Kaplan-Meier Survival Curves in dbt
Mon Feb 14 2022Inspired by Convoys, I’ve tried to model conversion rates in SQL.
The following macro computes the Kaplan-Meier survival curves and conversion rates given two timestamps and the groups. You can then generate these tables at runtime and plot them in your favorite BI tool.

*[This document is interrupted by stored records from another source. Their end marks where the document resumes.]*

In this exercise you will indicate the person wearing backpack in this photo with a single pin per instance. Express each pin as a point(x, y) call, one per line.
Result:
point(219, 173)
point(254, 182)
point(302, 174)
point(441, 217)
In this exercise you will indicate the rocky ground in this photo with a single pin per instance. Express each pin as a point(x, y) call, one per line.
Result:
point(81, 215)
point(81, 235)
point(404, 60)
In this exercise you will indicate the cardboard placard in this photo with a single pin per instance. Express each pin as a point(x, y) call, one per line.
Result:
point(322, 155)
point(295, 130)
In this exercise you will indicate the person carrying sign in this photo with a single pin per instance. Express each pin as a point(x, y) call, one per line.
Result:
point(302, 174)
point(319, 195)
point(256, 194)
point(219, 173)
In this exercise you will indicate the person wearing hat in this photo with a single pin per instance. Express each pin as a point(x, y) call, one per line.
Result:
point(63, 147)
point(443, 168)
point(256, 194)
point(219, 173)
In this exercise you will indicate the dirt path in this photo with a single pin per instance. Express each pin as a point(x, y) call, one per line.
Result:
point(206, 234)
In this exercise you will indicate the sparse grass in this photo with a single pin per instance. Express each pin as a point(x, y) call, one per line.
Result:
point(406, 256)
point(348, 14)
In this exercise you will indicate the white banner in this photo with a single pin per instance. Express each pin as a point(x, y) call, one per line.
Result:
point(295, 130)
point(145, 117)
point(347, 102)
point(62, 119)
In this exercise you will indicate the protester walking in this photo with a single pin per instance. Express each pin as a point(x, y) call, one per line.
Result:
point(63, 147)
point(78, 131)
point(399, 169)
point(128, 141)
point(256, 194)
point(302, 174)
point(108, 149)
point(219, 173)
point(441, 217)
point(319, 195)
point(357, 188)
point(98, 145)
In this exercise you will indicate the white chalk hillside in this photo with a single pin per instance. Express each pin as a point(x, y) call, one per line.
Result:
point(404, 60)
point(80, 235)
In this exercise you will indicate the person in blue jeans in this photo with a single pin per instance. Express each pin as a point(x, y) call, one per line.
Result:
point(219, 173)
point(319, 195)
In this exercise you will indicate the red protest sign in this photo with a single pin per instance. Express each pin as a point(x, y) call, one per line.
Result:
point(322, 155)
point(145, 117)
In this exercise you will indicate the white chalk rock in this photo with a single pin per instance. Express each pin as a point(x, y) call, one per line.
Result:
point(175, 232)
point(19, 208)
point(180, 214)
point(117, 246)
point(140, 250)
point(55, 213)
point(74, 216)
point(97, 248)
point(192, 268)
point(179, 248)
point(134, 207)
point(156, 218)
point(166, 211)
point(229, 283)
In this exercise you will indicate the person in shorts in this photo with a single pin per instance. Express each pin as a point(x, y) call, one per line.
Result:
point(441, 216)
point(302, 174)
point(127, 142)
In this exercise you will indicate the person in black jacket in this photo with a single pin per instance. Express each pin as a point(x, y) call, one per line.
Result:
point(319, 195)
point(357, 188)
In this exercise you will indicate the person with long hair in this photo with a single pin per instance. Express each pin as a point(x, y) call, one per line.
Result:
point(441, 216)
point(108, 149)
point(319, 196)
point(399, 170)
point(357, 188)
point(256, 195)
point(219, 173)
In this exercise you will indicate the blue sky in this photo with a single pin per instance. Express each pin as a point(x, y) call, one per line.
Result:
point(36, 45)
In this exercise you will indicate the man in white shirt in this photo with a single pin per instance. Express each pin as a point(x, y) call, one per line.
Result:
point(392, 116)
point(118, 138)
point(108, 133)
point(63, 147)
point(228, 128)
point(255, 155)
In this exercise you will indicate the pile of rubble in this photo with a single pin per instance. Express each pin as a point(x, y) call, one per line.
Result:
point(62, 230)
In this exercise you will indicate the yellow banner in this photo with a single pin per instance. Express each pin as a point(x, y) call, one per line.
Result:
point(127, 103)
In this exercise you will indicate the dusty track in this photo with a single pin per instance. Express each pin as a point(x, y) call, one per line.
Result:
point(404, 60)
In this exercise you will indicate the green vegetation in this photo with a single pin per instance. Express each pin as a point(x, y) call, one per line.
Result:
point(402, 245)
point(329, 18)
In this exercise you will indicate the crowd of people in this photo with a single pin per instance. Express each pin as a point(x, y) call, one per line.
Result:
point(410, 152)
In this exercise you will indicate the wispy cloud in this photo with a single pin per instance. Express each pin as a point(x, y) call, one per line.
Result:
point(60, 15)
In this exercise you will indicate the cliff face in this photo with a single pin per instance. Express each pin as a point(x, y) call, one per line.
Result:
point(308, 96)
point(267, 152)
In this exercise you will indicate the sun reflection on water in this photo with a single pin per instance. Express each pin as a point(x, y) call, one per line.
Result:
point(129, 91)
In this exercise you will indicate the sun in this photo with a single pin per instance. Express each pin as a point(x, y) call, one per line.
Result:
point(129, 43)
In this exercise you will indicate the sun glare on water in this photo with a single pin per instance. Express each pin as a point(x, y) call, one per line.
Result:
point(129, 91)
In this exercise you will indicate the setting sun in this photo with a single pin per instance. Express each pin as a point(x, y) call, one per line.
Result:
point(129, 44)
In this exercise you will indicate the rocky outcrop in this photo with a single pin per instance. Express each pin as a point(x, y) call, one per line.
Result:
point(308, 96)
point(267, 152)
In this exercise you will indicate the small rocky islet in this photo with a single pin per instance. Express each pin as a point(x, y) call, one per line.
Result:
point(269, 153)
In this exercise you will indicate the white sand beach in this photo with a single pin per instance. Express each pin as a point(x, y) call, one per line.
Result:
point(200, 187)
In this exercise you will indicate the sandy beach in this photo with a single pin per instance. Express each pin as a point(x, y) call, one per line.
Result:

{% macro conversion_rate(relation, id, created, converted, groups, time_unit="minute") %}
with durations as (
select
*,
timestamp_diff(coalesce({{ converted }}, current_timestamp()), {{ created }}, {{ time_unit }}) as duration
from {{ relation }}
),
total_subjects as (
select
{{ groups }} as g,
count(distinct {{ id }}) as num_subjects
from durations
group by 1
),
daily_conversions as (
select
duration,
{{ groups }} as g,
count(distinct {{ id }}) as total,
sum(if( {{ converted }} is null, 0, 1)) as conversions
from durations
group by 1, 2
order by 1 asc
),
cumulative_conversions as (
select
duration,
daily_conversions.g,
total,
conversions,
total_subjects.num_subjects - coalesce(sum(total) over (partition by daily_conversions.g order by duration asc rows between unbounded preceding and 1 preceding), 0) as at_risk
from daily_conversions
left join total_subjects on daily_conversions.g = total_subjects.g
),
final as (
select
duration,
g,
at_risk,
total,
conversions,
at_risk - conversions - coalesce(lead(at_risk, 1) over (partition by g order by duration asc), 0) as censored,
exp(sum(ln(1 - conversions / at_risk)) over (partition by g order by duration asc rows between unbounded preceding and current row)) as survival_proba,
100 * (1 - exp(sum(ln(1 - conversions / at_risk)) over (partition by g order by duration asc rows between unbounded preceding and current row))) as conversion_pct,
sum(conversions / at_risk) over (partition by g order by duration asc rows between unbounded preceding and current row) as cumulative_hazard
from cumulative_conversions
where conversions > 0 and duration < 60 * 2
)
select * from final
{% endmacro %}
The usage then is as simple as:
with dataset as (
select
id,
trial_started_at as created_at,
converted_at,
plan as g
from {{ ref('trials') }}
)
select * from ({{
conversion_rate(
relation="dataset",
id="id",
created="created_at",
converted="converted_at",
groups="g",
time_unit="minute"
)
}})
I’m sure this can be improved and simplified. For now, is good enough and it works! If you’re looking for an alternative in Looker, the folks at Montreal Analytitcs have you covered: How to Leverage Product Survival Curves in Looker.